Electroweak radiative corrections to $e^+e^- \to t \bar{t} h$ at linear colliders
You Yu, Ma Wen-Gan, Chen Hui, Zhang Ren-You, Sun Yan-Bin, Hou Hong-Sheng
TL;DR
Problem: precise prediction of $e^+e^- \to t\bar t h$ at linear colliders to measure the top Yukawa coupling. Approach: compute the full ${\cal O}(\alpha_{\rm ew})$ electroweak corrections, including virtual one-loop diagrams and real photon emission, with dimensional regularization and the complete on-mass-shell renormalization scheme, using FeynArts/Form and phase-space slicing for bremsstrahlung. Key findings: corrections are large and highly dependent on $m_h$ and $\sqrt{s}$, e.g., up to about $-31.3\%$ at 500 GeV for $m_h=150$ GeV and up to $+2.3\%$ at 2 TeV, with threshold spikes near $m_h=2m_W$ and $2m_Z$. Significance: these EW effects are essential for reliable SM predictions and for robust extraction of the top Yukawa coupling at future linear colliders.
Abstract
We calculate the ${\cal O}(α_{\rm ew})$ electroweak radiative corrections to $e^+ e^- \to t \bar{t} h$ at a electron-positron linear collider (LC) in the standard model.

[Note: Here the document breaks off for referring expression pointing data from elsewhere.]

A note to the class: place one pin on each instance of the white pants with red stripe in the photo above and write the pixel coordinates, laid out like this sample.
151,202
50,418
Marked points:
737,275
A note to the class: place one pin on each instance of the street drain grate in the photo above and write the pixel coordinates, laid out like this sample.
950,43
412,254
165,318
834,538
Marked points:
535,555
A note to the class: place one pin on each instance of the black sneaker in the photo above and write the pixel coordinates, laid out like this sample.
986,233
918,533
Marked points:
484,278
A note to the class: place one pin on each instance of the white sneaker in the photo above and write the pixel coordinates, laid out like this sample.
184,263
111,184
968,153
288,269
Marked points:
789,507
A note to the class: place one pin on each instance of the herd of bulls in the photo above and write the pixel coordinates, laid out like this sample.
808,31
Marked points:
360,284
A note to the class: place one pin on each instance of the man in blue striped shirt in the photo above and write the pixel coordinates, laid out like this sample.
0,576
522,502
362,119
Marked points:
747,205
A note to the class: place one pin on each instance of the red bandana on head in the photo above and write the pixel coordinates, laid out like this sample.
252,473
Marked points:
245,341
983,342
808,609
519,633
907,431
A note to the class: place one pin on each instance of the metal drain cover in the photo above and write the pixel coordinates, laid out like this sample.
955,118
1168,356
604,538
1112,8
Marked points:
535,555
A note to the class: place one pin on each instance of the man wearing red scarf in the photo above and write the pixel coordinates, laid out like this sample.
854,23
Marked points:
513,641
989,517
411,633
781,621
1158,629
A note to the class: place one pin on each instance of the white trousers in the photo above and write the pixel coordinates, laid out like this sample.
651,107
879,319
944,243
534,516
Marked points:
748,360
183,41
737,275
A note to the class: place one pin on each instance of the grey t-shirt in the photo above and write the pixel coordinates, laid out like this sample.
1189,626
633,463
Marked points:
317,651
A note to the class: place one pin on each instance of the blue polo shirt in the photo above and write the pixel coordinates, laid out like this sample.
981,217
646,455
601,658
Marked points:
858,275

We analyze the dependence of the ${\cal O}(α_{\rm ew})$ corrections on the Higgs boson mass $m_{h}$ and colliding energy $\sqrt{s}$, and find that the corrections significantly decrease or increase the Born cross section depending on the colliding energy. The numerical results show that the ${\cal O}(α_{\rm ew})$ relative correction is strongly related to the Higgs boson mass when $\sqrt{s}=500 GeV$, and for $m_h = 150 GeV$ the relative correction ranges from -31.3% to 2.3% as the increment of the colliding energy from 500 GeV to 2 TeV.